青钥将手帕扔下了床,长眉挑了挑,刘育还趴在他腿上悲愤,“全都用药整我,你们这些恶毒的书生,手段比我还下流,你给我喝的又是什么?也想看我发情是不是!”

“那是去风寒的药。”

“……”刘育哽了一下,感到不可置信,转过脸去看青钥。

他的眼狭长,眼睫直且长,垂目的时候,显得有几分莫测。

“你说过,我只配被人压,”青钥轻轻扒开雪白的浑圆,盯着红肿的那处说,“现在,这话应该还给你。”

刘育觉得青钥的话是在讽刺他,笑他如今的落魄,不得不向他们低头。

若是要被人轮流着上一辈子,这也太羞辱他了,说不定,还没到一辈子,他们就上腻他了,羞辱够了,把他扔进妓院里度过余生。

这些人都是黑心的,他一定要逃,如果能有人帮助他,就能更容易些。

这么想着,刘育从青钥的腿上爬了起来,拿起他的手,放在自己的臀上,贴近他说,“你都让我睡你房里了,难道不是为了上我吗……”

青钥见刘育突然引诱他,眉头微不可察的皱了皱,将手收了回来,说,“休息够了就走。”

刘育有些难堪,不知道青钥是不是在嫌弃他,让他刚起的心思破灭了些,他还没嫌和青钥做恶心呢。大不了他就靠自己,多受一段时间的折磨,总能让他有机会逃的。

刘育也不再看青钥的脸色了,扶着腰就下床去,姿势怪异地往前走,但仍是有意地放慢了速度,刘育刚走出一步,青钥便叫住他,“等等。

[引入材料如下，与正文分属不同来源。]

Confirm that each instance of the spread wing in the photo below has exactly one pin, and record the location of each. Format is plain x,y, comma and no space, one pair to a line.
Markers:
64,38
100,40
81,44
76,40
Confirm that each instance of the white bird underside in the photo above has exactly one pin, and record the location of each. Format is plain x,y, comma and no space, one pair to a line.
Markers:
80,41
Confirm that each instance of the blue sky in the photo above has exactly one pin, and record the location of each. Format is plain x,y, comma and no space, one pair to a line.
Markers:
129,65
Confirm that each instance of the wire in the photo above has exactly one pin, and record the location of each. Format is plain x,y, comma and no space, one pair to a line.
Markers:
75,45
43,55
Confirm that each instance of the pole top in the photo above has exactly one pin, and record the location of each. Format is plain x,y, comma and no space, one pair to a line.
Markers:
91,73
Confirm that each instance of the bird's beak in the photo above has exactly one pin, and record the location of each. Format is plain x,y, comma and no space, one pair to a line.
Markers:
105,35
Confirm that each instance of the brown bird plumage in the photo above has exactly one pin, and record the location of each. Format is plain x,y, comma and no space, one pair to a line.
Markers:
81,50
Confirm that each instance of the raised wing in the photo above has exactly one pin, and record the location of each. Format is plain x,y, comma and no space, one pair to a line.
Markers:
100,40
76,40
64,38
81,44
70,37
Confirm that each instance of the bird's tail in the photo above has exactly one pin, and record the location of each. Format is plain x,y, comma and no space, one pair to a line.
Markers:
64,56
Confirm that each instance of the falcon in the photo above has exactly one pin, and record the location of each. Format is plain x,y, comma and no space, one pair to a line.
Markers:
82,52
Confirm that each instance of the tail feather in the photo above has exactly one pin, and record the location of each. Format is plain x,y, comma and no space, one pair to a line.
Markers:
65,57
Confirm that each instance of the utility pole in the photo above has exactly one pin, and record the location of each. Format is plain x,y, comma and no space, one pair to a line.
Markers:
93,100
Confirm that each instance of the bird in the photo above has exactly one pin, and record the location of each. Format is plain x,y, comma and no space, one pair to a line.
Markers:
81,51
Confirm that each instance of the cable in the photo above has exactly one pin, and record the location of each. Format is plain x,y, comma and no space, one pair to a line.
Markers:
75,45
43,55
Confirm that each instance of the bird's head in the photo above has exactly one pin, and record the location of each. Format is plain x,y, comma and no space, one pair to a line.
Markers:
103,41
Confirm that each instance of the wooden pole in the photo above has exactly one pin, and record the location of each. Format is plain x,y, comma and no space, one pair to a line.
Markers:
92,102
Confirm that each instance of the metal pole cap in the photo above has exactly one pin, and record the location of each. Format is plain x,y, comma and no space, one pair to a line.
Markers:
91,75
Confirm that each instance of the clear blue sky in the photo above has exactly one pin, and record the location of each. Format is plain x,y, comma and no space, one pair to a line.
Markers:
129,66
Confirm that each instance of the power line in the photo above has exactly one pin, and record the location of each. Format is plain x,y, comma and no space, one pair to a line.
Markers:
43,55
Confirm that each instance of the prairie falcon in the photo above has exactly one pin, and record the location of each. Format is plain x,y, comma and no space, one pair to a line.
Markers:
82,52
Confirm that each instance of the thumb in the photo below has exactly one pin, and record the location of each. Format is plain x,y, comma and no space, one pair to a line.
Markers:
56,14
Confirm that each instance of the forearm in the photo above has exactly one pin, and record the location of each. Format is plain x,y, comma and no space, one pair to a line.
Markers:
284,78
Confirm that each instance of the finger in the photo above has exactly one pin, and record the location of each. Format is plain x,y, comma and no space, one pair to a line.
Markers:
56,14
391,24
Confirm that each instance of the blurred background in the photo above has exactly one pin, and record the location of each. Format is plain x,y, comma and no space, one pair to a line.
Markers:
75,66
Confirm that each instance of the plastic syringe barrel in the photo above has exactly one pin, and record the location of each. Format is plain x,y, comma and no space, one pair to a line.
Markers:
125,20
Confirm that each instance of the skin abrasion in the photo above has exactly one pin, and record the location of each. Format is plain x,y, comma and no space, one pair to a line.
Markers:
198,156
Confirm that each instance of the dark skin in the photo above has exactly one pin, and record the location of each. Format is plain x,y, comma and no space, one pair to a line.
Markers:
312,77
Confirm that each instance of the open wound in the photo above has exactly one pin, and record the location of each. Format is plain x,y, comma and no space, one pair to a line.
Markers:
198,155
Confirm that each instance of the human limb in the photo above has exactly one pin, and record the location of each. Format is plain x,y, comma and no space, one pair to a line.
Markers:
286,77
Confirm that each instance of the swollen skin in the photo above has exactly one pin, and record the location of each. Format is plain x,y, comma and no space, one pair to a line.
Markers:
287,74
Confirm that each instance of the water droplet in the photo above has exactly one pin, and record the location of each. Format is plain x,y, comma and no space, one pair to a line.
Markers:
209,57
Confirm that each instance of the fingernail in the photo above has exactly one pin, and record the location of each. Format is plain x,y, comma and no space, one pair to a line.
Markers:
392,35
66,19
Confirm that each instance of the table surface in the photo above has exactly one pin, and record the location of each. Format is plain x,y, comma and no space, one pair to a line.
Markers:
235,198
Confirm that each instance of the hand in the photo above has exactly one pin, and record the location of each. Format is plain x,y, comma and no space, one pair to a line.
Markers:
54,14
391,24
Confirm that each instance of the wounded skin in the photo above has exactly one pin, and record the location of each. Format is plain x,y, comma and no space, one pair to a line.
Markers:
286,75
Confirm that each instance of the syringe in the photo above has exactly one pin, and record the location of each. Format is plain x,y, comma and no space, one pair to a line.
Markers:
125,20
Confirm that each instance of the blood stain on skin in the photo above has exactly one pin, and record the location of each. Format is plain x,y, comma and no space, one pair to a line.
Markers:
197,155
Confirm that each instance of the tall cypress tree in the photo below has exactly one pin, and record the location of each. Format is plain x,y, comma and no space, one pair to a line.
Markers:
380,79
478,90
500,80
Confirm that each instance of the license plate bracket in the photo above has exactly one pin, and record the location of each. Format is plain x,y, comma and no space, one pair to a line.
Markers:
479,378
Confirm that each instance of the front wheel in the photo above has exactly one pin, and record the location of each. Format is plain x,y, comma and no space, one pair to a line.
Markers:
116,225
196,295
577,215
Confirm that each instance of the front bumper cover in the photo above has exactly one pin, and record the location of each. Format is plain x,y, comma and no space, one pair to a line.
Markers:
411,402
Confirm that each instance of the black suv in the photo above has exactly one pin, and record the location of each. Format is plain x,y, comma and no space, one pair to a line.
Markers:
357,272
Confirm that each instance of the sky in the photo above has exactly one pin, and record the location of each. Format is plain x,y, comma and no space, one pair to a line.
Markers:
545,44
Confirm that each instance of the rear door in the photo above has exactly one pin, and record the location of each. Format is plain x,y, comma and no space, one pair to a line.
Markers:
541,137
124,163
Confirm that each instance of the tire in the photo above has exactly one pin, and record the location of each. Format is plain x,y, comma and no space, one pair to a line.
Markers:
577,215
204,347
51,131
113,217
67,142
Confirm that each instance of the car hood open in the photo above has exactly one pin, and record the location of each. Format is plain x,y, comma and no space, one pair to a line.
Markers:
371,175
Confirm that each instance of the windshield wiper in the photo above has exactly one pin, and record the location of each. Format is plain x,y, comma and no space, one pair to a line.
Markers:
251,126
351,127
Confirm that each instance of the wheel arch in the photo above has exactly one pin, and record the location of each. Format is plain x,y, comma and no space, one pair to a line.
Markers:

”

他现在衣衫不整,也没穿鞋,听见青钥的声音后,刘育以为是他改变主意了,还没来得及在心里嘲笑青钥,青钥就走到他身后了,刘育刚回头,就被塞了一面手帕。

青钥塞完手帕,就去了案边,拿起之前看的那卷书继续看了起来。

那手帕还没全干,刘育盯着手里的这面刺了个穆字的白帕,脸色一阵青一阵红,原地恼了一会,就气冲冲地走到青钥跟前,将手帕扔在案上,怒道,“是你自己要用来擦的!你想不要了,我同样也不要!”

刘育说完,扶着腰扭头就走,这回他不放慢速度了,反而是逞强地快步走,他一秒都不想再继续待在这。

刘育回了房,就把自己缩进了被里,缩进去后,窗外就响起了一记闷雷。

雕窗上明明暗暗一阵,接着就落雨了,刘育看着明暗交替的窗,突然觉得这世间真是变化多端,如果能重来一次,他一定不要活成现在这样,他一定会先砍光那些黑心书生的头。

他恨,恨这些书生,恨葵荷,恨左莲,恨南风馆里的那群小倌,恨皇上,恨弹劾他爹的那个大学士。

闷雷声忽远忽近,刘育拉过被褥,把头也蒙住了。

…………

#·黄桃出品

章三十

雨夜过后,旌梨就来他房里了。

结束一回后,就抱他去洗漱用早膳。

刘育边吃着粥,又想试图勾/引人了,他拉开自己的衣襟,露出半个肩头,那肩头上面,还有旌梨弄出来的暧昧痕迹,他装模作样地抓了两下,说,“噫?这里好痒……”

旌梨看着刘育颇为拙劣地“无意之举”,抿了抿唇,直接搁下粥罐打了他的屁股。

这一打,接下来,刘育就安分了,只是脸色一直很臭。

吃完粥,旌梨又带他去晒太阳,晒一会,誉歆便过来了,手里还拿着一本书。

刘育看见誉歆,便觉得不妙,害怕誉歆是来干他的,谁干他都好,最不想的便是誉歆了。

他的事物好大颜色也难看,让他更恶心。